Inside Logistics

Optimism at IWLA spring conference

A note of optimism kicked off the Canadian chapter of the International Warehouse Logistics Association’s third annual spring conference in April.


June 17, 2011
by Michael Power

MM&D MAGAZINE, MAY/JUNE 2011:

A note of optimism kicked off the Canadian chapter of the International Warehouse Logistics Association’s third annual spring conference in April.

Roughly 70 members attended the one-day event, held in Vaughan, Ontario. The conference’s theme focused on 3PL growth. Participants began the day with a survey of Canada’s economic landscape by Paul Ferley, assistant chief economist at the Royal Bank of Canada.

Ferley said North America’s recovery is expected to continue, with the economy experiencing gradual improvements. The Canadian economy was less damaged during the recession than the US, he said.

As well, high commodity prices will benefit provinces such as Saskatchewan and Alberta while Ontario will remain more dependent on a continued US recovery. He also noted growth in emerging economies will mean high oil prices.

Blair Wolk, director of development at Orlando Corporation, provided a developer’s perspective on the industrial market. The 7.1-percent vacancy rate was somewhat high, he noted. And while there had been a jump in the construction of new distribution centres in 2008, many buildings had remained vacant during the recession. Although the area will see growth going forward, that growth will remain modest, he said.

Wolk cited several challenges in building new DCs. The cost of building a new facility remained high, with a lengthy approvals process. The best bet for those looking for DC space was an existing building with proper zoning already in place, he said.

Susan Promane, director, supply chain, parts and service at Whirlpool Canada, outlined that company’s recent experience working with 3PLs.

In 2007, Promane said, Whirlpool had several providers and multiple contract structures, none of which was performance-based. “We really had an entitlement culture,” she said. “Because they had been doing business with us for so long we had transferred control of the entire network to our third parties.”

The company changed the structure within a few years, Promane said, going from 14 regional distribution centres to three in Canada—plus one in Seattle servicing BC—operated by two providers [see MM&D’s April 2008 issue for the full story]. Whirlpool also consolidated with one transportation provider.

Whirlpool performed a network study and laid out a supplier strategy, Promane said. The company also set up performance-based contracts with providers.

“That was a given—we took back control of the contracts,” she noted. “Even before you’re allowed to bid on anything you have to agree on our contractual terms.”

Whirlpool was able to make the changes on time and on budget in a “fairly seamless” way, Promane said. In three years, the company reduced its supply chain costs by $20 million.

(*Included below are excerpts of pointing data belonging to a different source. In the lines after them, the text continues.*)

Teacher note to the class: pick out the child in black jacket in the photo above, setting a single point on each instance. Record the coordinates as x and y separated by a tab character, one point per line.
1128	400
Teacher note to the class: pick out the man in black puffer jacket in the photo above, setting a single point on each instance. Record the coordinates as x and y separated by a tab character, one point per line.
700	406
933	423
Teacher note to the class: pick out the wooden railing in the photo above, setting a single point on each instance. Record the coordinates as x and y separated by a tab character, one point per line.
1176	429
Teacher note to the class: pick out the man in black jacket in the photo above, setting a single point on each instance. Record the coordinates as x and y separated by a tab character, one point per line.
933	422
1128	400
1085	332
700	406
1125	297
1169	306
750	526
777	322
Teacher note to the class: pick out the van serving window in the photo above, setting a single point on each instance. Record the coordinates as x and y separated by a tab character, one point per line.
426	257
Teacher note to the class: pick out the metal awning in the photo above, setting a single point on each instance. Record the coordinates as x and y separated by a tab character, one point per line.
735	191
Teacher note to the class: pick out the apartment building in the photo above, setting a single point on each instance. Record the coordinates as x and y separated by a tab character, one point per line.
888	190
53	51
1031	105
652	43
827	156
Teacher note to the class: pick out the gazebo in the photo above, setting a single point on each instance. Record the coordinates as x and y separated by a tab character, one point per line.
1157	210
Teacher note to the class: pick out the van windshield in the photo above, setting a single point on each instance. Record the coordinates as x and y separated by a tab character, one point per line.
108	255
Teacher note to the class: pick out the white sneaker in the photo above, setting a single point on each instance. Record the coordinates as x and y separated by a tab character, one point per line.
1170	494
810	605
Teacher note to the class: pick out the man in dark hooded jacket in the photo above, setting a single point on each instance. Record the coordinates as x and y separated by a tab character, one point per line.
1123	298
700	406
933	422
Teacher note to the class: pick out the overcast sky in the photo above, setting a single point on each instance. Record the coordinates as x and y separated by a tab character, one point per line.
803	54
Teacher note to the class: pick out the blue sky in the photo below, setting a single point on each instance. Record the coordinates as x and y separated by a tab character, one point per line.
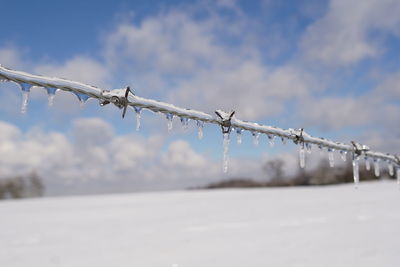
331	67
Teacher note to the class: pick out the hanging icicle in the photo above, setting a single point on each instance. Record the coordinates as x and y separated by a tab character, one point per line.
308	148
185	123
239	135
398	175
391	169
169	117
226	152
321	149
302	156
82	98
256	138
26	88
356	170
343	155
51	93
367	163
376	167
138	111
284	140
200	125
271	140
331	157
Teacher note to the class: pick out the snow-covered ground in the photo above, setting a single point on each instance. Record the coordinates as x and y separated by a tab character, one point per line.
312	226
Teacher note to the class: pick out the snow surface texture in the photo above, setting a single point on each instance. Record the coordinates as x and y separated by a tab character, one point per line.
309	226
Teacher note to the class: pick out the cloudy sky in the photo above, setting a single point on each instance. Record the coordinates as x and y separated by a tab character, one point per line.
331	67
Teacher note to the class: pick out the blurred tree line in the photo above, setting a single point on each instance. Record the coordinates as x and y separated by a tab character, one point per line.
323	174
27	186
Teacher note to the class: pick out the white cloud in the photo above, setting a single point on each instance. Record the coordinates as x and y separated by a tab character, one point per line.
96	156
193	65
342	35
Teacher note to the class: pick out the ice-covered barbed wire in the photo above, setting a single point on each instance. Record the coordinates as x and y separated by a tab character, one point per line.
123	98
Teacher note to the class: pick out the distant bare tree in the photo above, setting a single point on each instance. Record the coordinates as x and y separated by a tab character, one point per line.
21	186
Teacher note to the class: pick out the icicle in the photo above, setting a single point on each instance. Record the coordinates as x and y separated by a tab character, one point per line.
26	88
185	123
226	150
138	112
343	155
391	169
256	138
331	157
271	140
398	175
302	156
376	167
308	147
367	164
239	135
82	98
200	125
169	121
284	140
356	170
51	92
24	105
321	149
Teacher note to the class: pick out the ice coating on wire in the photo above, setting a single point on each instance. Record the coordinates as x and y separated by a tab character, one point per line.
84	91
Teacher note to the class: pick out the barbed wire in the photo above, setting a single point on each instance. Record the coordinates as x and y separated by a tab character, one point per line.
228	122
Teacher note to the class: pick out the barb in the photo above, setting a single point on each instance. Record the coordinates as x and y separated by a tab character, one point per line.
125	97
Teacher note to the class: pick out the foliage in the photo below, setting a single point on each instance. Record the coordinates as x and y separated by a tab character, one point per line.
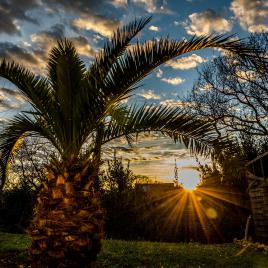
116	253
116	177
74	105
233	92
17	208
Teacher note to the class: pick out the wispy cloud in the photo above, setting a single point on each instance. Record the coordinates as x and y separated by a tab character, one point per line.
185	63
173	81
119	3
173	103
99	24
13	12
11	99
154	28
159	73
207	22
149	94
252	15
149	5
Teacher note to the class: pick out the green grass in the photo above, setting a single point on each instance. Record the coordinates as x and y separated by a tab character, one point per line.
117	253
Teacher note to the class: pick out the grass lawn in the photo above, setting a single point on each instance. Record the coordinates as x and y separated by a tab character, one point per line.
117	253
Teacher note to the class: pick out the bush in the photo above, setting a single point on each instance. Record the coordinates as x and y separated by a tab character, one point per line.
17	207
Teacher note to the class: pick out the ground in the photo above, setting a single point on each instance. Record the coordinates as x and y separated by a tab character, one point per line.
115	253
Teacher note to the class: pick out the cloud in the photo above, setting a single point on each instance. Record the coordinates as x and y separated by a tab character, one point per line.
96	23
119	3
207	22
149	5
173	81
13	11
11	51
185	63
154	28
149	94
47	39
159	73
172	103
83	47
11	99
252	15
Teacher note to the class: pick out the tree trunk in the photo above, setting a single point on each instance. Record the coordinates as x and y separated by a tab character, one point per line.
68	225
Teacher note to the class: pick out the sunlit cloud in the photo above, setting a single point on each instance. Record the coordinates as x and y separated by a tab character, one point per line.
149	5
173	81
119	3
96	23
13	12
10	99
207	22
154	28
185	63
148	94
159	73
175	103
252	15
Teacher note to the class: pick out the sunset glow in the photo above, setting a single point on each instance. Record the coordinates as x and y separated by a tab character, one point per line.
189	178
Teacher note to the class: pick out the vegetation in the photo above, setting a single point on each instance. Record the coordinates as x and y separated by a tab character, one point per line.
78	110
116	253
233	92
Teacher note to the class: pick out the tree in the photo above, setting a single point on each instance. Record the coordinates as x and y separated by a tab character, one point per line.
78	109
233	92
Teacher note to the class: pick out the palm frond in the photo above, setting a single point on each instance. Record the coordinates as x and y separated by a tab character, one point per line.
114	48
140	59
198	136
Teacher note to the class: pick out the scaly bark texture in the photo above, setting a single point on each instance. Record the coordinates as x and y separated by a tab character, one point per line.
68	224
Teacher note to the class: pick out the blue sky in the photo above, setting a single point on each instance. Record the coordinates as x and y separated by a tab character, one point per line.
29	28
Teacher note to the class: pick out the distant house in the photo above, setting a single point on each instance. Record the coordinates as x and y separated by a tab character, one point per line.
155	187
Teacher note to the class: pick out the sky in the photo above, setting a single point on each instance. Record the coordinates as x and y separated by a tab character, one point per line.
30	28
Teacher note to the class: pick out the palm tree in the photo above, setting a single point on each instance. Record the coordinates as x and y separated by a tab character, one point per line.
75	107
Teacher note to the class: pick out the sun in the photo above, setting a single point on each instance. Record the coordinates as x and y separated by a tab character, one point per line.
189	178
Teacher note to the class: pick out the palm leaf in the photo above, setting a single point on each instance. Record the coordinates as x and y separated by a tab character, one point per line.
198	136
141	59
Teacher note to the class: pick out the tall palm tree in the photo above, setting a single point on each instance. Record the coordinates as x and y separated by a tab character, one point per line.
75	107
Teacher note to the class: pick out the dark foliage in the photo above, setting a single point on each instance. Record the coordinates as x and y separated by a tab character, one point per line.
16	208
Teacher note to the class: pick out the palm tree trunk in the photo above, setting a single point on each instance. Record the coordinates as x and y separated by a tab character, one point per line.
68	225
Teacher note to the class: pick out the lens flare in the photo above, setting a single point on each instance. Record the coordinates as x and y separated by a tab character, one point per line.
189	178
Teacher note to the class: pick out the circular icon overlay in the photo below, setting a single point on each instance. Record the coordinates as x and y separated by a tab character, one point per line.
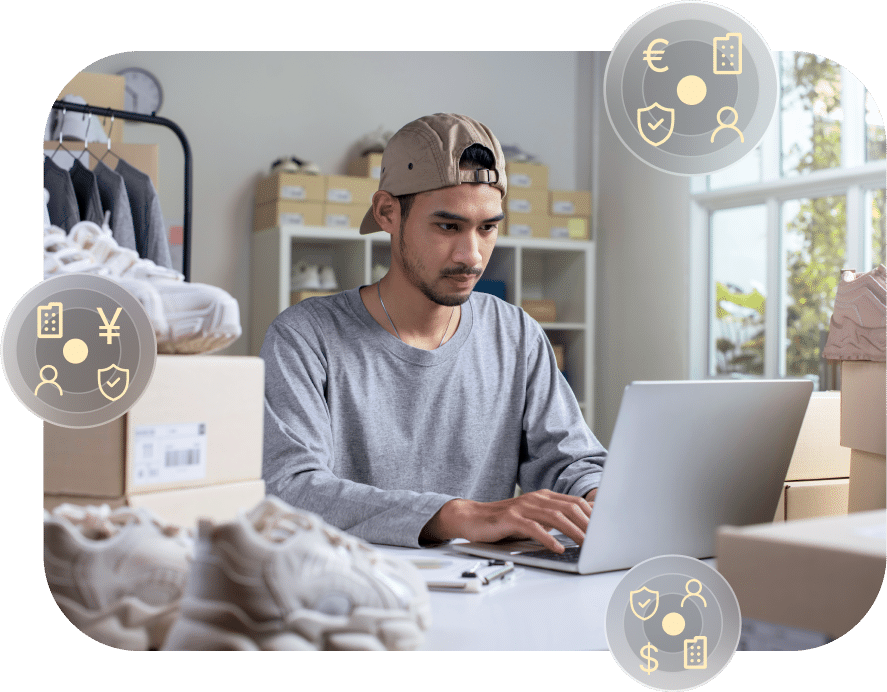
78	350
673	623
690	87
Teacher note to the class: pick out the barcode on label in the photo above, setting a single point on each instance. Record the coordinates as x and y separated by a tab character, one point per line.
182	457
339	195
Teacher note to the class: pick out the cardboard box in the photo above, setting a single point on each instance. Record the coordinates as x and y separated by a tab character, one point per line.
295	187
863	397
809	499
527	225
818	452
343	215
369	166
540	310
568	227
105	90
526	175
198	423
180	507
287	213
141	156
868	481
299	296
526	200
816	574
559	356
569	203
349	189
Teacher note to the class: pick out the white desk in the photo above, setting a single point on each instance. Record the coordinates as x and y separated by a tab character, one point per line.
537	610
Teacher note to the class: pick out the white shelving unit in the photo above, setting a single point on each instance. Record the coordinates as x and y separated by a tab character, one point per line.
532	268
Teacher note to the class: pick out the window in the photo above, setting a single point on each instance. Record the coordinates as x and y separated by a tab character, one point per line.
771	234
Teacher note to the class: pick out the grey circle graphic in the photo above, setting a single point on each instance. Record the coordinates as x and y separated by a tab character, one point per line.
690	87
78	350
673	623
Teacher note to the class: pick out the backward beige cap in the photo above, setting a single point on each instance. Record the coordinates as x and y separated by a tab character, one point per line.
424	155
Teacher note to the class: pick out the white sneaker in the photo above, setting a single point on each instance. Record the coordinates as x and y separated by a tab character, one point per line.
117	576
328	279
61	255
305	277
200	318
280	579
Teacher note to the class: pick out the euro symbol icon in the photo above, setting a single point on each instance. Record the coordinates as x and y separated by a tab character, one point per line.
650	55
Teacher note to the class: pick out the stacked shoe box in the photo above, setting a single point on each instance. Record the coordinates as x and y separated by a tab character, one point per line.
858	338
289	199
190	447
817	482
532	210
347	200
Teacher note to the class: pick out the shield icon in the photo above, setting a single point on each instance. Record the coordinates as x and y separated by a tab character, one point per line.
640	599
113	381
655	120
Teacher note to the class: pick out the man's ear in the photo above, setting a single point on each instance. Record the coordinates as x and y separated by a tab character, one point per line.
386	210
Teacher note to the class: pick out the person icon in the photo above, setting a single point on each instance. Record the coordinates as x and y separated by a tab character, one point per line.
697	593
44	381
727	126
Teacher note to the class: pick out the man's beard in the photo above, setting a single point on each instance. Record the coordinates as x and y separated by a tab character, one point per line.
413	271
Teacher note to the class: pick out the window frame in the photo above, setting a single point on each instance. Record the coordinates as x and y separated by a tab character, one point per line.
856	178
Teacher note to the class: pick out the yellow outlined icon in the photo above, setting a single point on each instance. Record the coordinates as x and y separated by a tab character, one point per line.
44	381
727	126
696	653
47	316
650	55
727	54
111	329
640	599
697	593
652	121
112	380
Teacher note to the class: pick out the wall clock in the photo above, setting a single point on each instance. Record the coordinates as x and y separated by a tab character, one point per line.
143	91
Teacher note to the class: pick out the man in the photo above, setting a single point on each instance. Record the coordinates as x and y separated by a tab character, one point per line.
404	412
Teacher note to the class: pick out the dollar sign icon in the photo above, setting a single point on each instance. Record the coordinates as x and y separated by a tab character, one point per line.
651	664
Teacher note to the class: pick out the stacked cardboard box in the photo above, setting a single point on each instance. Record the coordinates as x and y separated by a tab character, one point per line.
532	210
191	446
864	433
817	481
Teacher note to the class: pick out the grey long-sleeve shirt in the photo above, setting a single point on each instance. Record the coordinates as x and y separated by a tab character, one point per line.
375	435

Other sessions of the day included one focused on WSIB premiums. Rob Hindrichs, vice-president and chief actuary at Ontario Workplace Safety and Insurance Board, talked about increases to premiums and whether those premiums will hit a ceiling. Hindrichs discussed the WSIB’s funding review, which is investigating ways to make the WSIB more financially sustainable. A final report released to the WSIB will recommend how the organization can improve funding policies. While the report will affect rates, Hindrichs couldn’t say whether premiums would eventually hit a ceiling.

“Is there a ceiling on these premium rates?” he said. “I’m going to waffle on it, because honestly I don’t know where they’re going to go. I know they’re going to go to $2.40 in 2012 so we’ve got to brace for that a little bit.”

The review will have an impact on several areas, such as how the WSIB sets its rates and how it classifies employers.

Other sessions included a panel of insurance industry experts who discussed risk, while another focused on WSIB injury prevention initiatives and the benefits of belonging to a rate group called the transportation safety group. Another session looked at the latest HR applications for the warehouse industry. Tom Hewitt, president and CEO of Upside Energy Management Inc, gave a presentation on the AircoSaver, an HVAC retrofit designed to reduce compressor energy consumption and demand, emissions and operating expenses.